Mas não se trata de Frazier, mas de seu adversário em sua primeira defesa: Manuel "Pulgarcito" Ramos, aquele estranho peso pesado mexicano que tentaria o improvável, se tornar campeão mundial dos pesos pesados. Ramos aproveitou a oportunidade na frente dele.

"Eu luto por toda a América Latina, não só para o México", disse Ramos antes da luta para o New York Times. "Vou tentar nocautear Frazier nas primeiras rodadas. Eu sei que posso derrubá-lo se ele me der uma oportunidade ", advertiu ao Los Angeles Times.

Se Ramos realmente conseguisse derrubar Frazier, ele se tornaria o único campeão dos pesos pesados ​​da América Latina, já que as duas tentativas anteriores - Luis Firpo contra Jack Dempsey e Arturo Godoy contra Joe Louis - acabaram em derrotas.

Antes da luta, o jornal mexicano Esto, talvez excessivo, talvez ingenuamente, ou talvez ambos, prometeu: "Um novo campeão nascerá e ele será mexicano". Os fãs do boxe mexicano compartilharam a esperança e 500 compatriotas fizeram a viagem a Nova York para apoiar Ramos. Alguns dos fãs usavam chapéus com o sobrenome Ramos e o apelido de Pulgarcito, costurado.

"Pulgarcito" era um apelido claramente irônico para um homem de 1,94 de estatura e 94 quilos de peso.

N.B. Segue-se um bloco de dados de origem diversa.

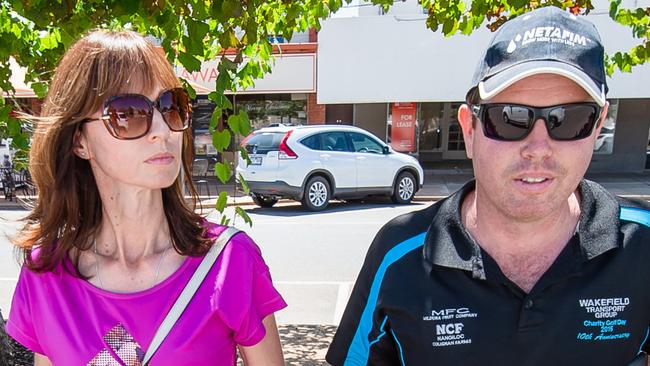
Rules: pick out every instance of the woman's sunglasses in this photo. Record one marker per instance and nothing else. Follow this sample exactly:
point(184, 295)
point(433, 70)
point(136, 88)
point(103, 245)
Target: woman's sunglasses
point(513, 122)
point(129, 116)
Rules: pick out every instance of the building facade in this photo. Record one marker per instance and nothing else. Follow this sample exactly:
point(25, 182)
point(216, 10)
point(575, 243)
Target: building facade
point(389, 74)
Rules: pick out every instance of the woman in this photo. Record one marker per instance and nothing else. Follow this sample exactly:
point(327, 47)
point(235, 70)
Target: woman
point(111, 243)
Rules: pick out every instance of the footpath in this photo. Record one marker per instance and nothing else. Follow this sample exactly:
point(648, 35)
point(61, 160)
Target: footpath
point(307, 344)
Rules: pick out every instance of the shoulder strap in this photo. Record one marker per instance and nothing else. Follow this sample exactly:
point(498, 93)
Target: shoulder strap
point(188, 292)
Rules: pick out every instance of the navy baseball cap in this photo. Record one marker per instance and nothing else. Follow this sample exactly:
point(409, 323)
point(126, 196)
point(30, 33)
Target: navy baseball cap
point(548, 40)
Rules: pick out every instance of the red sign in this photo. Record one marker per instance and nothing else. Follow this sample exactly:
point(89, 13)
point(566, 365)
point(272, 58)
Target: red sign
point(402, 134)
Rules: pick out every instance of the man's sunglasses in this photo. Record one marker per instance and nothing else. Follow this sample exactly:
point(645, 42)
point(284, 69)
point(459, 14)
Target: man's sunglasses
point(129, 116)
point(513, 122)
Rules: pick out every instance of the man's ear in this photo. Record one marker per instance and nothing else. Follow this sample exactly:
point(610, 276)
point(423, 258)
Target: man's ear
point(601, 118)
point(466, 121)
point(79, 145)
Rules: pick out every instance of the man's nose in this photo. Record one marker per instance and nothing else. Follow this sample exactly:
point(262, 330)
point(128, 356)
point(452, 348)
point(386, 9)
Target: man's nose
point(537, 145)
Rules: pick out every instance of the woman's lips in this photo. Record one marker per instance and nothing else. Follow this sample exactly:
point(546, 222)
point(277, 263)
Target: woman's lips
point(160, 159)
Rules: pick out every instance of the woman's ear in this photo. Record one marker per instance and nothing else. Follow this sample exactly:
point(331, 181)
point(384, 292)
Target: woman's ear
point(79, 145)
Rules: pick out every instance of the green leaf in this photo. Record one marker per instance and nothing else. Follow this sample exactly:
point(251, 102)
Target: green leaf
point(244, 123)
point(40, 88)
point(233, 123)
point(244, 185)
point(223, 172)
point(247, 219)
point(190, 63)
point(223, 82)
point(221, 140)
point(222, 202)
point(215, 118)
point(225, 220)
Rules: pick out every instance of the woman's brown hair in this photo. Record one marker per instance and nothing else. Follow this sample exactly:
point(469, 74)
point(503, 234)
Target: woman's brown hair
point(68, 209)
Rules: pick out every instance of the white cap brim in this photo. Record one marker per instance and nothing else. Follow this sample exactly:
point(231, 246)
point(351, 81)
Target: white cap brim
point(499, 82)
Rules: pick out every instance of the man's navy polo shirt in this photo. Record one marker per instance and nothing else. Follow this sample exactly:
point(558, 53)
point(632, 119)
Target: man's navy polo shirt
point(429, 295)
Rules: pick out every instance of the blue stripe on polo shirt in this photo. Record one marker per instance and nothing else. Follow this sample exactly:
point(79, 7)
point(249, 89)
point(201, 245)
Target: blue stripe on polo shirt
point(360, 347)
point(399, 345)
point(637, 215)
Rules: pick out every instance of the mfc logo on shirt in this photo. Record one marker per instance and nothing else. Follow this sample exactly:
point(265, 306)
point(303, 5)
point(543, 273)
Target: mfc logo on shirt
point(547, 34)
point(452, 328)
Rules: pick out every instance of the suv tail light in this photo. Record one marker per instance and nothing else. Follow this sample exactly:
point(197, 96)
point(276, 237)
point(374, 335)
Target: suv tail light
point(285, 150)
point(243, 142)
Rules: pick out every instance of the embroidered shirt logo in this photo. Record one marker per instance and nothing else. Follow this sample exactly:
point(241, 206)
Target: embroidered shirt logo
point(450, 326)
point(547, 34)
point(121, 345)
point(604, 327)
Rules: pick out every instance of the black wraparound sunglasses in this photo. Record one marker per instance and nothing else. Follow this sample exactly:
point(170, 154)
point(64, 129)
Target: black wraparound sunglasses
point(513, 122)
point(129, 116)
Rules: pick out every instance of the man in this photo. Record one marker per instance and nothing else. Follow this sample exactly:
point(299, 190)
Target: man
point(529, 264)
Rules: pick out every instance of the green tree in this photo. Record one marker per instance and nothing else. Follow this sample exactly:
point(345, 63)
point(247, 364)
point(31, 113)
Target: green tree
point(37, 32)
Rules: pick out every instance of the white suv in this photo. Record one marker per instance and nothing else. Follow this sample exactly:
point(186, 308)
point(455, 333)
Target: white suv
point(313, 164)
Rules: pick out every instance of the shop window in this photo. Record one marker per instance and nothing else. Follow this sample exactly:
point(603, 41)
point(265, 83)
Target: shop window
point(430, 126)
point(455, 141)
point(401, 127)
point(605, 140)
point(265, 112)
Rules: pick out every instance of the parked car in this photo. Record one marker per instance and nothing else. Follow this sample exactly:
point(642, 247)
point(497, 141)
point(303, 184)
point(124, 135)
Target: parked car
point(313, 164)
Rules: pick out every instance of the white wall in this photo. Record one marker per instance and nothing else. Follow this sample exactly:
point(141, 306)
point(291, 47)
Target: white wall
point(395, 58)
point(291, 73)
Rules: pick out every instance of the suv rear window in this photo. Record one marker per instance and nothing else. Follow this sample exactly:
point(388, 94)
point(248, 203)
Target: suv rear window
point(262, 143)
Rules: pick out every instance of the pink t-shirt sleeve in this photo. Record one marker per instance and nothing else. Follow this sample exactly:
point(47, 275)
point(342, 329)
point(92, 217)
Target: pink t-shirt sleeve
point(20, 324)
point(244, 290)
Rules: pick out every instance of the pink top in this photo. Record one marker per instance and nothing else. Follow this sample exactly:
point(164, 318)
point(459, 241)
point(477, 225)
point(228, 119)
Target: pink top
point(74, 323)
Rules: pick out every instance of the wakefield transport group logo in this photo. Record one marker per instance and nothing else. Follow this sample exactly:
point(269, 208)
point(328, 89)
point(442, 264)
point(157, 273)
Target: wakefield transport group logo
point(547, 34)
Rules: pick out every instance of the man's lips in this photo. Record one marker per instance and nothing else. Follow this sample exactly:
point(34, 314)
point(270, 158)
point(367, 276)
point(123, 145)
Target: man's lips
point(534, 181)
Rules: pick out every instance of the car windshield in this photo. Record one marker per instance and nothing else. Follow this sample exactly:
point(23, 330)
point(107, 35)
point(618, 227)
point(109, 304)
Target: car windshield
point(263, 142)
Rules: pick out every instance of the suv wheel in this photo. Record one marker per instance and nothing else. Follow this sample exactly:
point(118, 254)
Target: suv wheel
point(264, 201)
point(404, 189)
point(317, 194)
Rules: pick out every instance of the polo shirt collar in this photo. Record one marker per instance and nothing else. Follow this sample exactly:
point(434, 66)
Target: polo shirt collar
point(448, 244)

A luta foi realizada em 24 de junho de 1968, no Madison Square Garden, a mais de 4 mil quilômetros de sua casa em Hermosillo, Sonora.

A luta começou com um ritmo frenético, onde a ânsia defensiva parecia pouco opcional. Com 45 segundos decorridos na luta, depois que Frazier recuou o mexicano nas cordas, Ramos jogou um direito perfeitamente colocado que quase derrubou Frazier. "Frazier é abalado!", Gritou o narrador, "Frazier está ferido por uma mão direita". Com esse golpe, Frazier diria: "Foi a primeira vez que eles me machucaram. Eu senti outros golpes antes, mas eles nunca tinham se encontrado tão bem".

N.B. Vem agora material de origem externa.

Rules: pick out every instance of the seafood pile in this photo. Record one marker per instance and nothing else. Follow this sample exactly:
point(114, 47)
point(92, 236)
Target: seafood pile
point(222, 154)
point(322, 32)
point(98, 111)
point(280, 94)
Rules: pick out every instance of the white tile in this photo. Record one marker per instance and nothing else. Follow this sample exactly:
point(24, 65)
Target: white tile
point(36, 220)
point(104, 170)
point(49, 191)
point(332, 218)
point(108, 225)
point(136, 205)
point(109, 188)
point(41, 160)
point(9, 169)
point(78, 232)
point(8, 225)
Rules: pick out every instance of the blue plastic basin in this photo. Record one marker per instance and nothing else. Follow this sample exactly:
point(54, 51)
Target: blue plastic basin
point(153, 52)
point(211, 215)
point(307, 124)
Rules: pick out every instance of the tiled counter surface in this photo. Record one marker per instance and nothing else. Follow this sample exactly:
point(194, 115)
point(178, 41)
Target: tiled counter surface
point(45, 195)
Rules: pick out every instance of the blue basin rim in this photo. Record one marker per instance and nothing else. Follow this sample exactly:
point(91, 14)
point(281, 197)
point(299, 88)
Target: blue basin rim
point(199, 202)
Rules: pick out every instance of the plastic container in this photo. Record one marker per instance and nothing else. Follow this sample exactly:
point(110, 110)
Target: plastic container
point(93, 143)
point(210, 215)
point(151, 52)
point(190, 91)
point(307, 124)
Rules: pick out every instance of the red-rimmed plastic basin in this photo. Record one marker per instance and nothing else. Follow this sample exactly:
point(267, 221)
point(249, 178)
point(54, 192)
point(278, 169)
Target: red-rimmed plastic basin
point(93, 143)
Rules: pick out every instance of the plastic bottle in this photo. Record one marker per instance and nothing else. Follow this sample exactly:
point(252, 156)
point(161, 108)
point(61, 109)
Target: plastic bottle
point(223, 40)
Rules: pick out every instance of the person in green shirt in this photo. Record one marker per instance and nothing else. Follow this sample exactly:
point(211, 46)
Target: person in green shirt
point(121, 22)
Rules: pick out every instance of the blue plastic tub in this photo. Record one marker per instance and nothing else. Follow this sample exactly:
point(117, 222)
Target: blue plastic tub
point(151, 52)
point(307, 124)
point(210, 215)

Depois desse golpe, quase instintivamente, Frazier se refugiou nas cordas e sua agressividade diminuiu. A emoção da multidão cresceu com Ramos, pelo menos por alguns segundos, ao assediar Frazier, cuja queda parecia iminente. Mas quando parecia que o México estava prestes a ter seu primeiro título mundial de pesos pesados, Ramos lançou um gancho que o inclinou para a esquerda e deixou sua guarda aberta para que um gancho esquerdo violento e emblemático apagasse completamente todo o ímpeto mexicano. E assim, nada mais, embora a luta tenha durado mais uma rodada, Ramos escapou de qualquer oportunidade real de derrotar Frazier.

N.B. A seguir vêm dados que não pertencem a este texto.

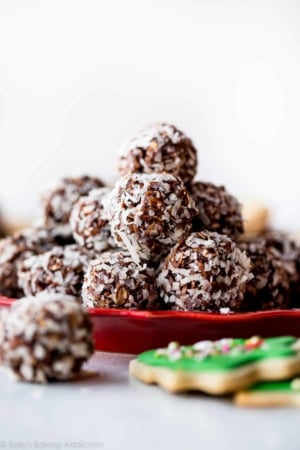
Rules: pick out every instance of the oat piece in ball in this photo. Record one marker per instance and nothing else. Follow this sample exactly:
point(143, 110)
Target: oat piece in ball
point(60, 270)
point(149, 214)
point(270, 288)
point(218, 210)
point(89, 221)
point(59, 199)
point(15, 249)
point(160, 148)
point(114, 280)
point(45, 339)
point(206, 272)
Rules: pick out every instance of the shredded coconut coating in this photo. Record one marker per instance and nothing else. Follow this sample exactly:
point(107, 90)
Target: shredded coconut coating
point(15, 249)
point(218, 210)
point(149, 214)
point(60, 270)
point(204, 272)
point(159, 148)
point(59, 199)
point(45, 338)
point(89, 221)
point(270, 287)
point(114, 280)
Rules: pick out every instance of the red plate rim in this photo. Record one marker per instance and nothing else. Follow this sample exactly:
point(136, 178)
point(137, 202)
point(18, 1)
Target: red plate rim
point(207, 316)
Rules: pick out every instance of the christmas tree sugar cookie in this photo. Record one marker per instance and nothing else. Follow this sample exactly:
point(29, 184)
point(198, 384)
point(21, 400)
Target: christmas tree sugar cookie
point(219, 367)
point(274, 393)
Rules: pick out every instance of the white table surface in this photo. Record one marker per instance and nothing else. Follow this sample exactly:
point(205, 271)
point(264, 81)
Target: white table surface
point(112, 411)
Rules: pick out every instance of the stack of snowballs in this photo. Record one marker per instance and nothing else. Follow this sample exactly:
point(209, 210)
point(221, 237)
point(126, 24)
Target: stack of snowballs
point(156, 240)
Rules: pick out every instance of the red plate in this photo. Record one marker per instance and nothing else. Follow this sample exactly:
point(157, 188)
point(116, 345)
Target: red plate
point(125, 331)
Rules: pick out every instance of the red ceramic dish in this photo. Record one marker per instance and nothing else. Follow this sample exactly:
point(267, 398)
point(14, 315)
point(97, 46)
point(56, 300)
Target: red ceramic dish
point(125, 331)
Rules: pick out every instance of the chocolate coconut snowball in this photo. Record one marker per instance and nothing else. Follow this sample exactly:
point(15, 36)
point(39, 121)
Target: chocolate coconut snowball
point(114, 280)
point(59, 270)
point(160, 148)
point(45, 338)
point(288, 251)
point(89, 221)
point(15, 249)
point(59, 199)
point(204, 272)
point(217, 210)
point(149, 214)
point(270, 287)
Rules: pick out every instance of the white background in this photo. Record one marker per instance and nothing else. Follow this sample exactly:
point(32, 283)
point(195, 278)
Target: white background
point(76, 77)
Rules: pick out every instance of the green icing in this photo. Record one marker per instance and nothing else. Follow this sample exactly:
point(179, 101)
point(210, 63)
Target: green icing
point(275, 386)
point(240, 353)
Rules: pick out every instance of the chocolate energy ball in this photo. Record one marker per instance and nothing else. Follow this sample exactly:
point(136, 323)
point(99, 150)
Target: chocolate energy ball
point(160, 148)
point(45, 339)
point(149, 214)
point(270, 287)
point(204, 272)
point(89, 221)
point(218, 210)
point(288, 251)
point(114, 280)
point(15, 249)
point(60, 270)
point(59, 199)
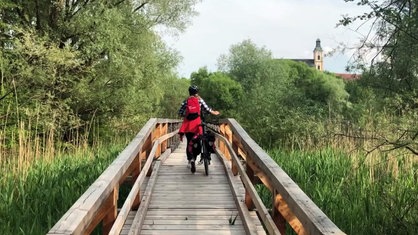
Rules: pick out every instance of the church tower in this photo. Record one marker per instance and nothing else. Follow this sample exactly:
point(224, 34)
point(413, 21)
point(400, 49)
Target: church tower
point(318, 56)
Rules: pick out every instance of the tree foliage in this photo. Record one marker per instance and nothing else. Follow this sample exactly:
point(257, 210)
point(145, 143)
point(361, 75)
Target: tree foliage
point(392, 80)
point(70, 62)
point(282, 99)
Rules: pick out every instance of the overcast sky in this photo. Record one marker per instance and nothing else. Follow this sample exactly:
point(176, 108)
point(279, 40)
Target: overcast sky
point(288, 28)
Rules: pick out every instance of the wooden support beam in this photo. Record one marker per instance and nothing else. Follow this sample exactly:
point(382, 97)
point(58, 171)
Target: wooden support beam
point(281, 206)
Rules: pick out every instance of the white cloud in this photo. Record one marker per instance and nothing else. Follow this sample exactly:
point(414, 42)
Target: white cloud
point(289, 28)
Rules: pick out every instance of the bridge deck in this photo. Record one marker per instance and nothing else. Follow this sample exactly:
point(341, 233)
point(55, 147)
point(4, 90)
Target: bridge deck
point(186, 203)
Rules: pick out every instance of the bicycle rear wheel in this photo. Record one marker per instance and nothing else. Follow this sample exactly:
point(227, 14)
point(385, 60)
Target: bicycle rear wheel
point(206, 163)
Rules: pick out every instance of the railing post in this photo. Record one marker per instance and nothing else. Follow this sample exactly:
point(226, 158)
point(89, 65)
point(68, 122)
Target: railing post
point(112, 212)
point(135, 174)
point(278, 218)
point(248, 200)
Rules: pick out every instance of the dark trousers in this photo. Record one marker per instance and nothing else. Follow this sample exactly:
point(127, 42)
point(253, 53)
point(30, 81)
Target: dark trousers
point(190, 154)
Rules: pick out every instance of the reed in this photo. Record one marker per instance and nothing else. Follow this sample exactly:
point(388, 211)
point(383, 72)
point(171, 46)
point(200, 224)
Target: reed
point(374, 194)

Com cerca de um minuto para correr na primeira rodada, o público gritava "México, México!" Tentando motivar Ramos. Mas nem 20 segundos se passaram, quando os ataques desenfreados de Frazier prejudicaram Ramos, que mal conseguiram sobreviver graças ao sino. No começo da segunda rodada, Frazier derrubou Ramos, que corajosamente conseguiu levantar, apenas para que o estado retomasse as batidas. Com menos de 10 segundos no relógio, Frazier derrubou o mexicano pela última vez. Enquanto o árbitro contava, Ramos o interrompeu apontando os braços para a rendição. Após a luta, Ramos disse que sentia-se envergonhado. Anos mais tarde, Ramos reconheceu que depois de conectar esse direito que quase eliminou Frazier e quase o fez campeão do mundo, ficou assustado, e por isso não conseguiu acabar com Frazier. Embora seu canto gritasse para não desistir da luta, a luta foi definida apenas no momento em que Frazier parecia mais vulnerável.

Frazier lutou mais cinco vezes antes de enfrentar e derrotar Muhammad Ali na primeira de suas três lutas. Antes dessa luta de 1971, Norman Mailer escreveu: "Quanto mais perto é um campeonato de pesos pesados, mais natural é tornar-se um pouco louco, secretamente louco, porque o campeão mundial pesado é o homem mais temível do mundo, ou não, mas Existe uma possibilidade real de que seja. É como ser o polegar de Deus. Você não tem mais nada para se medir contra. "

Após a luta, Ramos lutou 27 vezes mais, perdendo 22 delas, incluindo os últimos 15 seguidos. Sem dúvida, um fim decepcionante para o único mexicano que lutou um título mundial no pesado.

No entanto, em 24 de junho de 1968, Manuel "Pulgarcito" Ramos estava mais próximo do que qualquer outro mexicano na história, ao se tornar o "polegar de Deus".

Mas, por algum motivo, quando Ramos estava perto de ser coroado, ele se retirou e renunciou. Talvez, como ele disse, aproximando-se de alcançar o improvável assustou-o. Ou talvez, ele era a única pessoa com sanidade em toda aquela loucura.